Eventually, Paul stopped moving. Luke might've been right after all. I do feel a bit of respect for him after kicking the shit out of him. Somehow, the thought wasn't all that consoling. Danny straightened up and continued on to the door. With a menacing look, he turned to the other Cowhands. He used the back of his hand to wipe some blood from the corner of his mouth. "Anyone else wanna try and stop me?" He hoped someone would take the challenge.

No one in the room moved. Not even Luke. Satisfied, Danny turned and closed the door behind him.



Danny took the subway up to his old Harlem neighborhood. The clickety-clack of the train helped calm his agitated state. By the time he arrived at the 135th Street stop, his anger had abated and been replaced by a kind of euphoria. He was free.

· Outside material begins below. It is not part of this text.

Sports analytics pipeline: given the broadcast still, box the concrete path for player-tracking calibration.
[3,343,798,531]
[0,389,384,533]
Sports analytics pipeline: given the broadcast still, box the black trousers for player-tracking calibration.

He walked over to his old high school and grabbed his duffle bag from the supply closet. A nice, long shower helped him calm down even more. Twenty minutes later, he was cleaned up as best he could be. He sat down on one of the benches in the locker room and pulled a notebook out of his duffle bag. It was a three-ring binder, about two inches thick. He flipped through the pages: musical notes and other markings he couldn't read. They were the last songs his father had been working on before he left for Korea. One of these days, Danny hoped he could find a musician who could translate the gibberish and maybe even record the music. Harry Volpe? Maybe...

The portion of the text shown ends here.